To explore the diversity of the HycuNPV populations in China, we combined all the clean reads of the HycuNPV-HB and HycuNPV-BJ isolates and mapped them to the HycuNPV-N9 reference genome (Mean coverage ± SD: 15866 ± 9972) using Geneious Prime with default parameters for the population-based analysis. The SNPs were detected using the Find Variations/SNPs plug-in with the following criteria: low-frequency variants > 0.05 and read depth > 100 [25]. To ensure the reliability of our SNPs, we also used Geneious Prime to visually validate variations to avoid potential false-positive sites. To evaluate the intra-populational diversity, each sequence dataset of the Chinese isolates was mapped against its respective representative genome for the individual-based analysis, and the SNPs were identified using the above method.

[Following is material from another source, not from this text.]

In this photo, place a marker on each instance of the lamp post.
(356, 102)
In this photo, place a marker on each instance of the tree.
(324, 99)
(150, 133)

Based on the gene-function classifications of AcMNPV and other related baculoviruses [45, 52, 53], all the SNPs identified in ORFs were grouped into the following six functional groups: auxiliary, replication, transcriptional, oral infection, structural and unknown function. The genetic diversity was estimated using NSSP (non-synonymous substitutions per base pair) values [30], and the result was plotted using the R statistical programming language. The SNP distribution’s circular map was constructed using Circos 0.69 (https://github.com/vigsterkr/circos) [13].

Analysis of selective pressures

According to previous literature [54], selective pressure is generally assumed to be defined by the ω value or the dN/dS ratio. If dN/dS > 1, then the gene is under strong positive selection. If dN/dS < 1, then the gene is undergoing negative or purifying selection, and if dN/dS = 1, then neutral evolution has occurred [55]. To perform the dN/dS analysis on each gene, we used a standard method described previously [27]. We first generated an expectation for the number of possible synonymous mutations and non-synonymous mutations in each ORF using the HycuNPV-N9 genome as a reference sequence. Then, we assumed TTR values of 1, 3 and 5, independently, and generated predictions for each value. Custom R scripts were used to generate these predictions. Finally, using the synonymous and non-synonymous substitutions observed in each ORF, together with the generated expectations, we calculated the dN/dS value for each ORF. The R code is available in the supplementary information (Additional file 12: R code).